In September, Kenya made a rule that will punish anyone making, selling or importing plastic bags with as much as four years in jail or a $19,000 fine.
In Rwanda, the authorities say the bags contribute to flooding and prevent crops from growing because rainwater can’t penetrate the soil when it is littered with plastic.
The nation’s strict policy appears to be paying off: Streets in the capital, Kigali, and elsewhere across this hilly, densely populated country are virtually spotless. Citizens, including the president, are required monthly to partake in a neighborhood cleanup.
Plastic- bag vigilantes are everywhere, and these informants tip off the authorities about sales or use of plastic.
One recent afternoon, Mr. Mberabagabo surveyed the crossing point with the Democratic Republic of Congo, where thousands of people flowed back and forth.
Plastic tubs filled with fruits and vegetables bobbed above the heads of women who marched purposeful- ly. And among them, often tucked in the women’s undergarments, Mr. Mberabagabo said, were hundreds of plastic bags.
“The most extreme cases are the ladies,” he said. “It’s not very easy to search them.”
Rwanda is probably Africa’s cleanest nation. Though at least 15 African countries have enacted some sort of ban, many still have plastic bags littered on roads, stuck in drain pipes or caught in trees.

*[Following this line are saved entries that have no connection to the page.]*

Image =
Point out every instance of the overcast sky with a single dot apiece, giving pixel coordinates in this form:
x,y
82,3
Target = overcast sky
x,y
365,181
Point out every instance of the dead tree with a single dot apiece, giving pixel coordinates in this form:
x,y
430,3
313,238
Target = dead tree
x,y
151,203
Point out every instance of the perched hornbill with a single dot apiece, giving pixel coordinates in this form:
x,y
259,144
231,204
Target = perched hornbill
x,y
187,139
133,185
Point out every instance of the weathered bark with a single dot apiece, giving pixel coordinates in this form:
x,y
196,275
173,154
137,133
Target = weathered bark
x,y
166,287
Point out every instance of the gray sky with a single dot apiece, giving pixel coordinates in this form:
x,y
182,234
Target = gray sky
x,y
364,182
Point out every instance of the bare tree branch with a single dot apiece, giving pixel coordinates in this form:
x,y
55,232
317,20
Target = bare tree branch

In Rwanda, enforcing the ban, which was first adopted in 2008, involves hundreds of rules that are tricky to follow.
Biodegradable bags are allowed only for frozen meat and fish, the government says.
Two officials from Rwanda’s Environment Management Authority recently went on an inspection of shops in Kigali. By the end of the hour, they had already padlocked three stores and fined the owners a few hundred dollars each for their plastic use.
“This is very bad,” said Martine Uwera, an inspector, towering over a store employee and poking a loaf of bread wrapped in plastic.
“Forgive us,” the worker pleaded. “We didn’t know, we didn’t know.”
The store was closed until the fine was paid and the owner signed an apology letter.
Another store in the vicinity was fined and lost revenue worth $650. Its owner, Emile Ndoli, a baker, tried to negotiate with the inspectors. Bread wrapped in paper, he said, went bad faster than bread wrapped in plastic.
“What Rwanda is doing is 100 percent correct,” he said. “But I’m also a businessman and I want a permanent solution, which won’t involve losing money.”